Methods: T2DM rat model was established successfully with high sugar and fat feed and streptomycin (STZ) induction. The mRNA and protein expression were measured with RT-PCR and western blotting. The apoptosis level in the pancreatic tissue was evaluated with Tunel staining. Blood glucose, fat, and oxidative stress indicators were measured.
Results: DA3-CH greatly improved T2DM symptoms by reducing blood glucose, blood fat, pancreatic tissue injury, apoptosis, and oxidative stress condition. The inactivation of Adenylate activated protein kinase (AMPK)/acetyl CoA carboxylase (ACC) signaling pathway in T2DM rats was promoted by DA3-CH. The influence of DA3-CH was significantly reversed by Com-C, the inhibitor of AMPK/ACC signaling pathway.

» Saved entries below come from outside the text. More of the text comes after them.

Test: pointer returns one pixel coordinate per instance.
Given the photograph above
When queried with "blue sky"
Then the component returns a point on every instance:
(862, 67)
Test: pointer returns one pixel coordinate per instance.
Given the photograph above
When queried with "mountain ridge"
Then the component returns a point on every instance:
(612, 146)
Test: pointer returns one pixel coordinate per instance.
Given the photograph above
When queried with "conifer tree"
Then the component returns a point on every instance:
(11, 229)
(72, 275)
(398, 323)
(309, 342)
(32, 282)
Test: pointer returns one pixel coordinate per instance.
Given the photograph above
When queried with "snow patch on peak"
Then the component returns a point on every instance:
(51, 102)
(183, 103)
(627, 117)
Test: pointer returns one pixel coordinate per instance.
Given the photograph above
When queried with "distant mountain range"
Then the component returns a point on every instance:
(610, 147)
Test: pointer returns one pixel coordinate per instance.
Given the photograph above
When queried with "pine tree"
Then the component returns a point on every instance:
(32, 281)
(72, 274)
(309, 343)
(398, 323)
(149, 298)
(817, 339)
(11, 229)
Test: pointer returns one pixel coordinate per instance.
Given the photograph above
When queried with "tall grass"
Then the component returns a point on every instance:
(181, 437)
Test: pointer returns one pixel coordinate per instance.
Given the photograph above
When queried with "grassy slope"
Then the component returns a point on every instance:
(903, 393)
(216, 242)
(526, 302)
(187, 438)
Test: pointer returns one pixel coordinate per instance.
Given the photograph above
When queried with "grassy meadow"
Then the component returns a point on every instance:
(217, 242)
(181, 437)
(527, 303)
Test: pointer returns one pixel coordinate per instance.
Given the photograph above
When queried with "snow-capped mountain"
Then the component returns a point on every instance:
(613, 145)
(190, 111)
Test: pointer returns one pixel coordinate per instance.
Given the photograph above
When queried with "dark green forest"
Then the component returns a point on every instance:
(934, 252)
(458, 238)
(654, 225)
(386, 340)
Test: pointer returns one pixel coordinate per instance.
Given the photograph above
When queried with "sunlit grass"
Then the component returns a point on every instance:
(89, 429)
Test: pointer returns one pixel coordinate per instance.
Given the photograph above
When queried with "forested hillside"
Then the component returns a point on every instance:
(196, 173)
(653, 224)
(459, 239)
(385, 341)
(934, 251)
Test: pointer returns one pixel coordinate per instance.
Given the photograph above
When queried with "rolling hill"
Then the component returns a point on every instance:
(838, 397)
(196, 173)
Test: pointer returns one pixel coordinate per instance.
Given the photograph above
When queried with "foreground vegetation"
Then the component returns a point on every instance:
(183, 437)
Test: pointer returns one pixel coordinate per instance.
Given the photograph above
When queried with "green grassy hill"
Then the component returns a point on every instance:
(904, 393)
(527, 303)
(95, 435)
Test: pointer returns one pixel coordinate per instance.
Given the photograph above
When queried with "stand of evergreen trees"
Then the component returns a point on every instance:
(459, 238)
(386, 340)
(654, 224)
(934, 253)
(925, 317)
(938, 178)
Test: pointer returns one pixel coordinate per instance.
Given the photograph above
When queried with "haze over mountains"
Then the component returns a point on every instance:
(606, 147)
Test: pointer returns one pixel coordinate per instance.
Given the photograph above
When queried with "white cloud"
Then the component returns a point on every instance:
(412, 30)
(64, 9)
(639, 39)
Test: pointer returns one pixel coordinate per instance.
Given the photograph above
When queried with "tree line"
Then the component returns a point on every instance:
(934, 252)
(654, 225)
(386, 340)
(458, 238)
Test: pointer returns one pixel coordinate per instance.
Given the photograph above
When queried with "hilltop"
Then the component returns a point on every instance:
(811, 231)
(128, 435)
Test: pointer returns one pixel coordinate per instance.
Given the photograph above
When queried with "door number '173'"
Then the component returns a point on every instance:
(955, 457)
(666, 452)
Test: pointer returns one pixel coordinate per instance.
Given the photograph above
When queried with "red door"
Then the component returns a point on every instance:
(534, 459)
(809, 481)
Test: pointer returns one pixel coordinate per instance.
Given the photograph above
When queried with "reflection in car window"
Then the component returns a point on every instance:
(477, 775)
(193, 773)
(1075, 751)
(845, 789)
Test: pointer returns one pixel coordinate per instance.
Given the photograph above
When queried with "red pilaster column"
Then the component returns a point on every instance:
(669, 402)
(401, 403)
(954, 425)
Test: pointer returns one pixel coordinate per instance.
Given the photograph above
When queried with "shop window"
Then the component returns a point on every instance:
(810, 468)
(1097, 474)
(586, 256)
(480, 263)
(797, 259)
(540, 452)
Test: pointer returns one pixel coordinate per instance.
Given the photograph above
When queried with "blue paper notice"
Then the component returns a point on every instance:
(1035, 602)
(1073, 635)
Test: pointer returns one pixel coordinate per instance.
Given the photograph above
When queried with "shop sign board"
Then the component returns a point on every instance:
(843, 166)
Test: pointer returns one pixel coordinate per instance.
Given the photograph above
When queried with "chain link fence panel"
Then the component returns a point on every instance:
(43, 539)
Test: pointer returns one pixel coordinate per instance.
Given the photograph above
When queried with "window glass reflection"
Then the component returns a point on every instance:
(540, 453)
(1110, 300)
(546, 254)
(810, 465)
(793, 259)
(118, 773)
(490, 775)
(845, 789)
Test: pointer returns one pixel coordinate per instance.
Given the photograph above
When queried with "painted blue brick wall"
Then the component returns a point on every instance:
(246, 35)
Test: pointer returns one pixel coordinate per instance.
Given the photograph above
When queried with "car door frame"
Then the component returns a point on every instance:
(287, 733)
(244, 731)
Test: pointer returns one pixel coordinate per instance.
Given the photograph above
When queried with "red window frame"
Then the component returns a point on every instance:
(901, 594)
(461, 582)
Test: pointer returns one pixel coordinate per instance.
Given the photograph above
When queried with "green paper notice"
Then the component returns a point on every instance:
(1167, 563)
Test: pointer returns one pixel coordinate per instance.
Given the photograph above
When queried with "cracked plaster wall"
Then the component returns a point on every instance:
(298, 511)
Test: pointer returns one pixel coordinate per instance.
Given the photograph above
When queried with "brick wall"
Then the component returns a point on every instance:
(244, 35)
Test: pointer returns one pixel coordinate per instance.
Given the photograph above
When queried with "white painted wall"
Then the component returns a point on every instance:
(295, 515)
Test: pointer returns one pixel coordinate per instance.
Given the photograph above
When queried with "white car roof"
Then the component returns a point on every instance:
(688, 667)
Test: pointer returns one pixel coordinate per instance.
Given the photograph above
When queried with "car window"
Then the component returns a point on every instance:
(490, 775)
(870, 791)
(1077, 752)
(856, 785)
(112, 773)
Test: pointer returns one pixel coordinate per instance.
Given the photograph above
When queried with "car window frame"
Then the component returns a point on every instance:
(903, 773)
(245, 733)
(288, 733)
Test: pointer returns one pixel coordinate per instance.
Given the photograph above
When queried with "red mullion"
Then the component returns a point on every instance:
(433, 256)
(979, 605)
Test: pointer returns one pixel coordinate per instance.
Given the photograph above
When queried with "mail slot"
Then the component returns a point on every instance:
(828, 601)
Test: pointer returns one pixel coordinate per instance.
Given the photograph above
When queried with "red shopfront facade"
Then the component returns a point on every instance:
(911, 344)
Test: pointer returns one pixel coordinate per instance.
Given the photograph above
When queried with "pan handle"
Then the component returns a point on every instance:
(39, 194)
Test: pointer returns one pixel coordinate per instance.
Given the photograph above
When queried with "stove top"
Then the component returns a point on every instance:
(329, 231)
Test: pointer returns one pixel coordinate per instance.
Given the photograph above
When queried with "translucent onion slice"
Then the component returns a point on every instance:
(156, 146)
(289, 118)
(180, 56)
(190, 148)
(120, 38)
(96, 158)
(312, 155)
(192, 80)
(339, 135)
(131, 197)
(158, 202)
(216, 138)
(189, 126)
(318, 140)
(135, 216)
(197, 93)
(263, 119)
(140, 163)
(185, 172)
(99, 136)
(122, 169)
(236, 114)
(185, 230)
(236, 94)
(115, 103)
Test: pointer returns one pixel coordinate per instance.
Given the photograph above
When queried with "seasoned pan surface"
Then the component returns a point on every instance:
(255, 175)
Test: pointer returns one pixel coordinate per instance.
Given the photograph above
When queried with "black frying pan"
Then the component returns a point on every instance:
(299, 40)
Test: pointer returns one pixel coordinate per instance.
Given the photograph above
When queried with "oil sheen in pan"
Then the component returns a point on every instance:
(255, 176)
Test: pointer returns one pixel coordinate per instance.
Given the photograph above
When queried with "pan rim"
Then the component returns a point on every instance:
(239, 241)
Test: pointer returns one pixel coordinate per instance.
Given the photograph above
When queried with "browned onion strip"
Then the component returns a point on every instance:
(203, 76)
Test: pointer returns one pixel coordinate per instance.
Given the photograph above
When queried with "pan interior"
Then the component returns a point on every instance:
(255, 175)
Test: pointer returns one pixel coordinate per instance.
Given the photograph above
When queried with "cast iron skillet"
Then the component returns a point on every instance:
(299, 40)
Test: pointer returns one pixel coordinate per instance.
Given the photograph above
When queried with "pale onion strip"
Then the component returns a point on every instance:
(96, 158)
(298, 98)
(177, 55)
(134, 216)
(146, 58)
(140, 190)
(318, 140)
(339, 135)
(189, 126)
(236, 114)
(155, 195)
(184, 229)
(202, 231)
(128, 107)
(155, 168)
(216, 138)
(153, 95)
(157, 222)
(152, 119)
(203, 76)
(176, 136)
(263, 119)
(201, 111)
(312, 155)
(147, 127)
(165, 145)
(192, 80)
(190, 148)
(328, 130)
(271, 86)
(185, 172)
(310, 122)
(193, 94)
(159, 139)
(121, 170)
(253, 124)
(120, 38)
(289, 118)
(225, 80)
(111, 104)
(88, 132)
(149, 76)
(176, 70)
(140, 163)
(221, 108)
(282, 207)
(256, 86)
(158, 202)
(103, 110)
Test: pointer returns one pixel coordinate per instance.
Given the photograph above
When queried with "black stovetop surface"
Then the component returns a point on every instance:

Conclusions: DA3-CH might improve T2DM through targeting AMPK/ACC signaling pathway. This study might provide a novel therapeutic strategy for the prevention and treatment of T2DM through targeting DA3-CH and AMPK/ACC signaling pathway.
Abbreviations
T2DM: Type 2 diabetes mellitus; GLP-1: glucagon like peptide-1; GIP: glucose dependent insulin stimulating polypeptide; AMPK: Adenylate activated protein kinase; ACC: acetyl CoA carboxylase; STZ: streptomycin; DMEM: Dulbecco’s modified Eagle medium; SPF: Specific pathogens free; Met: Metformin.